The cover art was done by Rebecca Dautremer. Why did you want her to do that art?
That's always very complex for me. I think it's the first contact sometimes with the mood or atmosphere of the album. I had discussions with several artists about that, and I was explaining what I was expecting, and it was not clear. Maybe because I was too direct about what I was expecting. Rebecca is quite known in that kind of thing. I met her in Paris, and she said something that isn't easy for me to translate; as I was explaining the room and the mood of the room, she said, "That's stupid." I love the woman for that because she is very straight forward and honest.
"It's not clever. Because it's all about imagination and you want to show something that's smaller than the imagination, so maybe you should show the door with a little bit of light, and let people imagine what's behind the light." She was right, and the album isn't about the character itself.
She said, "It's not about the child itself, but it's more about the elements and the mood." So okay it has very big and a pilot hat and everything that's not supposed to be.
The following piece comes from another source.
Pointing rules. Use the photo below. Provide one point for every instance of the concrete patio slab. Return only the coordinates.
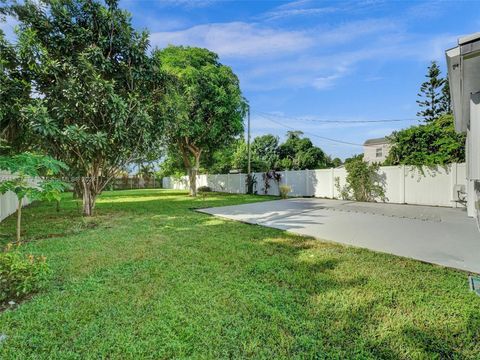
(443, 236)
We drank a lot of coffee and talked about how he's in his grandparents' house and a lot of details like that. But that was the first link with that atmosphere.
That's commendable that you were open to her challenging the idea you had from the beginning.
You need to be sometimes because when people tell you that, you've got to question yourself about what you're doing. You can't be right about everything, so it's always good to have some feedback.
For each song for your last album, you worked with some directors for the videos for each song. How many directors did you work with in making those videos?
I worked with twenty. In 2011, I was already thinking about the live show, and I thought it would be a big job. The previous tour I worked with one director, and I realized it was too hard because it's too much for one person to realize so many different ideas. I thought maybe four or five or whatever.
I put a message online, and I received seven hundred replies. It took a month to read everything and checked the links and the work they were doing. I also had in mind a [handful of other directors as well]. I wanted to use some animation and stop motion and I was thinking it was too hard to choose five, and why with so many options narrowing it down to that, so I decided to use a different director for each track.
To be honest, I don't think I'll do it again that way. I'm proud of the results and all that, but it was very hard because I was not the director but the supervisor, and being the supervisor of twenty people like that, talking every day with so many people, is absolutely exhausting. The risk you get is that you have no link between the people talking to each other beyond me. And I had to suggest imagery to establish a link between each video. It was a very challenging project.